Richard Sylla reviews the history of free banking in 19th-century America and concludes that rather than being an era of monetary and banking instability, it worked rather effectively and efficiently. Banking problems during the middle of the last century, Professor Sylla explains, had to do with state and national regulation — particularly the requirement that banks use government debt instruments as basic reserves for their issuance of bank notes. And he compares the free-banking era with the problems of American banking today under regulation.
Donald McCloskey debunks the myth of America’s declining competitiveness in the world economy. And he shows that this fear is nothing new and has been shown to be wrong over and over again.
Jeffrey Williamson demonstrates that there is a preferable alternative to sending unending foreign aid to third-world nations. He shows that those countries that have followed a more market-driven set of policies have experienced rates of growth and rising incomes that are much faster than the rates experienced by the first industrializing European nations of the 19th century.

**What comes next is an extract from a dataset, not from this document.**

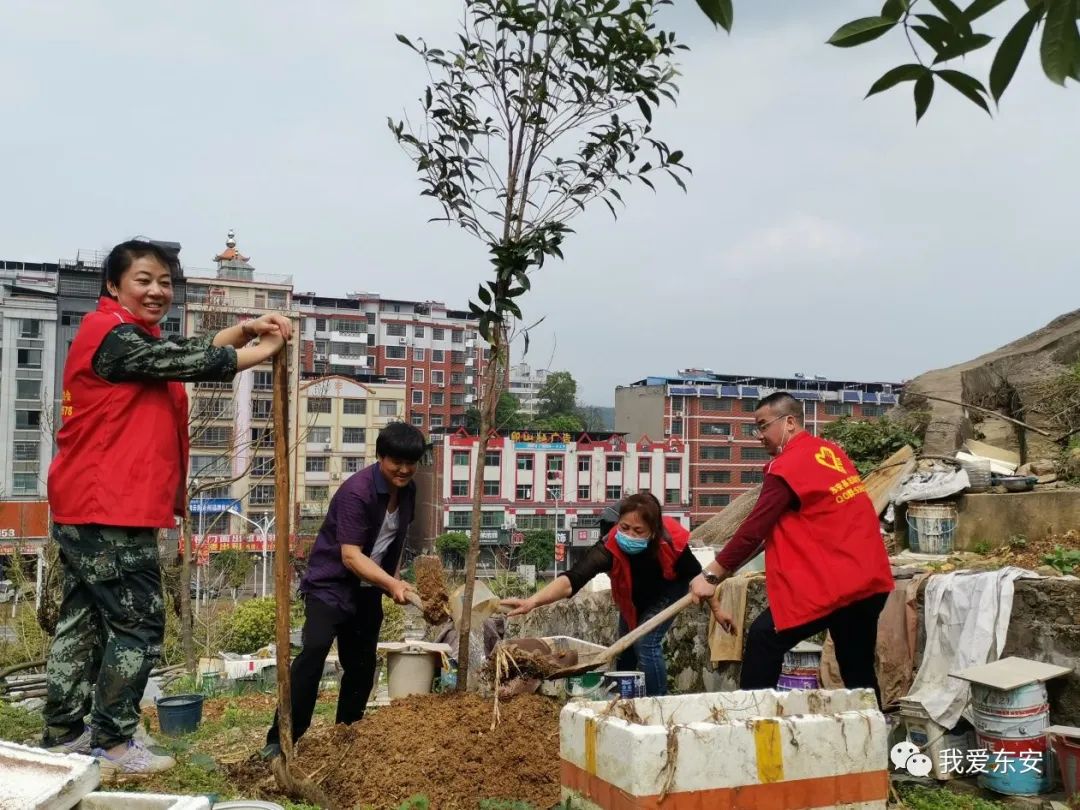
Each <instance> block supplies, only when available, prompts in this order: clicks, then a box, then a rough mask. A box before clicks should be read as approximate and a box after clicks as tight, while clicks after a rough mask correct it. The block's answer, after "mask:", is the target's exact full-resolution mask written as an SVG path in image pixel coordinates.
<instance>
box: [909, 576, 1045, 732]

Susan Phillips and J. Richard Zecher analyze the history of the Securities and Exchange Commission and show its anticompetitive, cost-inefficient consequences.
Benjamin Baack and Edward Ray point out that since the passage of the income-tax amendment to the Constitution in 1913, there have been fewer limits on the federal government’s ability to grow than in the 19th century.
These are just some of the themes discussed in Second Thoughts. Altogether, these essays represent an important beginning in overthrowing many of the misconceptions and distortions that continue to plague much of the public-policy discourse in America today. With this better understanding of the power of the market and the dangers from state action in the past, we can hopefully improve the case for economic liberty in the future.